In water terrain though, the Pokémon you'll find, both in the wild and on trainers, is 99% water as a main type, and it is here where we come across the real problem.
Without any grinding, you can absolutely blitz through any challenges in those areas with a few reliable Electric or Grass types or even moves, to the point where it's just not fun to do.
But at the same time, you have to go through these areas to progress, and the game heavily encourages you to use Pokémon/moves that hit weaknesses. It's been teaching you to do this the entire time. which means most players will experience the drag and not set their own fun to counteract this. That is a legit negative.
I think they just summed it up really badly. At the end of an IGN score, you've got compliments and criticisms at the bottom, summed up in short sentences.
'over-reliance on Water Pokémon' or 'some routes are boringly easy' would both be infinitely better sentences than 'too much water', which on the face of it, and without context, does sound like a bullshit bullet point.
'too much water' was a summary negative point in the IGN review of Pokémon Omega Ruby and Alpha Sapphire games.
On the face of it, that complaint sounds fucking ridiculous, but is actually very valid due to the way those games handle waterways; they are the only terrain filled almost entirely with a single Pokémon type, with all others having wide varieties.
This makes large sections of the game a pathetically easy and boring breeze even by Pokémon standards; one reliable Electric or Grass type and you're set.
However, that sentence was in the TL;DR bullet points of the review, which sounds fucking ridiculous without context.
I agree with a lot of your post - but it started at 92, after a few days it was 95, then 2 weeks after release its 97. If anything, more reviews will mean a higher score.

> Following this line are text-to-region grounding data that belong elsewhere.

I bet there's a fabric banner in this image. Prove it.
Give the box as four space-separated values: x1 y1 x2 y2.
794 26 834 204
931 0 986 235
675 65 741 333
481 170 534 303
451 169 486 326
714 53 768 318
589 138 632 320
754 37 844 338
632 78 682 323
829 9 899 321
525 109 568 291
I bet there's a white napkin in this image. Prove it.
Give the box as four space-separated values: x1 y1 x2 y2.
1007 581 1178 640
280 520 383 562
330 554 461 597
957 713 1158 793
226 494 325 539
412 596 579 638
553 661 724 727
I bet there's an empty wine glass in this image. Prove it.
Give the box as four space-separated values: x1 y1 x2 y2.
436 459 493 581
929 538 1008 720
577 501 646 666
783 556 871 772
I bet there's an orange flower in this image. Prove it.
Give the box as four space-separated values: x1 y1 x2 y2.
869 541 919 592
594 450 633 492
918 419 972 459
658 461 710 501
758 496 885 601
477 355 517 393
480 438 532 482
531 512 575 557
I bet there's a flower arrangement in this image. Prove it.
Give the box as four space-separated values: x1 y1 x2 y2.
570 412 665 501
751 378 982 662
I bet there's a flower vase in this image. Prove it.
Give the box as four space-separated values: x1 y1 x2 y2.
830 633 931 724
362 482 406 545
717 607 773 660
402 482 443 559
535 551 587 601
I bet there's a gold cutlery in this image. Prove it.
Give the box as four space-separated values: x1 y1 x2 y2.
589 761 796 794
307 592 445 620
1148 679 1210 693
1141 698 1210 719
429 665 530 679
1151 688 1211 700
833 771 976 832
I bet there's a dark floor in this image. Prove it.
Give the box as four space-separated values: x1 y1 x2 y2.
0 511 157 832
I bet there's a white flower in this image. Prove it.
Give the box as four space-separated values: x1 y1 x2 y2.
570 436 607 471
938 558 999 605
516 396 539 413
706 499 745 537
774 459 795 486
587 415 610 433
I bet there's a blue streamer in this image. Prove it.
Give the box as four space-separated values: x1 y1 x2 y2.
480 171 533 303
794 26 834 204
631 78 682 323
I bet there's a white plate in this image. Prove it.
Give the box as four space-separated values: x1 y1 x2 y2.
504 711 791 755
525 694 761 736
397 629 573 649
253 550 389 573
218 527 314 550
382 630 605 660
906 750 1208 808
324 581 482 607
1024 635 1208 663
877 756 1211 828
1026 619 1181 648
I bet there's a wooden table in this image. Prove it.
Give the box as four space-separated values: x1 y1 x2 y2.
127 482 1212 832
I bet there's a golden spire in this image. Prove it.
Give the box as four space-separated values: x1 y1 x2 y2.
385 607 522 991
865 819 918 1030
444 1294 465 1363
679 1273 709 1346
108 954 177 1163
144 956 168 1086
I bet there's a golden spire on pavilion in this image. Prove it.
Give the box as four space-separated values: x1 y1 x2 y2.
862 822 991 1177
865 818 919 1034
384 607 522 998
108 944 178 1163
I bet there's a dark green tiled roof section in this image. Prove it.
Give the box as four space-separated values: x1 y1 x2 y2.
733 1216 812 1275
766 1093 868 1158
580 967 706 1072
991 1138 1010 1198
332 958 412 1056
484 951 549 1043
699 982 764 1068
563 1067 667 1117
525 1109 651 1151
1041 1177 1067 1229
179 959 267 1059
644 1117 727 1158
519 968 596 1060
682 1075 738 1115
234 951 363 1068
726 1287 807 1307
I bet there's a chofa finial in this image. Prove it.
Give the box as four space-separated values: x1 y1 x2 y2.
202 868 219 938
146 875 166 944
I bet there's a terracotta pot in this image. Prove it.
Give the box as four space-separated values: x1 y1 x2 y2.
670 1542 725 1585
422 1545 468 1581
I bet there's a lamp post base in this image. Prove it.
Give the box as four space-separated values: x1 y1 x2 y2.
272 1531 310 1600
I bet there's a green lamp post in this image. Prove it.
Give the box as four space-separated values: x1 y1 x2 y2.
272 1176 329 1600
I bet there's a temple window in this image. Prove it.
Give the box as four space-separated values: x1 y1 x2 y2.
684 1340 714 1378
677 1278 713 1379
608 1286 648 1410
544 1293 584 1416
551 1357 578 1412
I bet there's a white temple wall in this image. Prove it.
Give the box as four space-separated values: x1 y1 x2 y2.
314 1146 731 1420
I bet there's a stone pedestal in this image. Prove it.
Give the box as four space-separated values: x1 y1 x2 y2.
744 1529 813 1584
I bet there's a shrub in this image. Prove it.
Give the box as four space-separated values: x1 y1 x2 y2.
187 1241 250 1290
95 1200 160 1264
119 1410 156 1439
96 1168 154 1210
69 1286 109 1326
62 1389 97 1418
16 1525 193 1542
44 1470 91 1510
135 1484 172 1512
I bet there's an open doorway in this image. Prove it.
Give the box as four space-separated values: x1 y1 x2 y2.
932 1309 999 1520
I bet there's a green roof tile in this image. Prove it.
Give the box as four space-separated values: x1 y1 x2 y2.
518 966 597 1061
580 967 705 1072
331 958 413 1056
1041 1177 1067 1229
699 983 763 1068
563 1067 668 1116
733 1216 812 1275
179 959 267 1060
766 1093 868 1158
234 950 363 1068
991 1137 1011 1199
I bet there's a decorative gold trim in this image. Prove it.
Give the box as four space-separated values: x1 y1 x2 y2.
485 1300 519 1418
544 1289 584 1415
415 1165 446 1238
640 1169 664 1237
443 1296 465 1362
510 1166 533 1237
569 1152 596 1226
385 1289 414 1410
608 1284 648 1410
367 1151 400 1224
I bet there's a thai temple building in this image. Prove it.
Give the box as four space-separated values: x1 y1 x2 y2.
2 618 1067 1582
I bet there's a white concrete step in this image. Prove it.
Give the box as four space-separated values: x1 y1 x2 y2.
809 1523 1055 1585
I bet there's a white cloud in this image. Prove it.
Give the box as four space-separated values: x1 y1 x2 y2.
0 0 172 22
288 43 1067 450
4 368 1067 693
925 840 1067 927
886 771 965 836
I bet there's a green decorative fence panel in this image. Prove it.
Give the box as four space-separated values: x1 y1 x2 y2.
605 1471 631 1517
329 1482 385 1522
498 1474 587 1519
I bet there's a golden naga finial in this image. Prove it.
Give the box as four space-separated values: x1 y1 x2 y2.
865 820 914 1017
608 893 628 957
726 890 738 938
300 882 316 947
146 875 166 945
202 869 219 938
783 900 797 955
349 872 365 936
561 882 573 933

That assumes everyone is going to be rating it in the 90s, which is far from a guarantee even for games that absolutely deserve it. Especially when the cRPG genre isn't exactly an industry darling.
People downvoting you is fucking hilarious. I hate to break it to them, but both movie and game reviews were bought out quite some time ago. Watch gameplay, read multiple reviews not from the critics, but from real people who actually tried to enjoy the game instead of doing some mediocre checklist.
I think if it was not the case we would have seen a lot more failing grades lately. I mean some of the titles did not even work on launch yet somehow 9/10?
Exactly. The same critics they are desperately waiting for their approval are the same ones who will give a trash and micro transaction bloated piece of shit game over a 90, but then a well developed and labor of love below a 90 because the better game was indie and didn’t pay them for the review.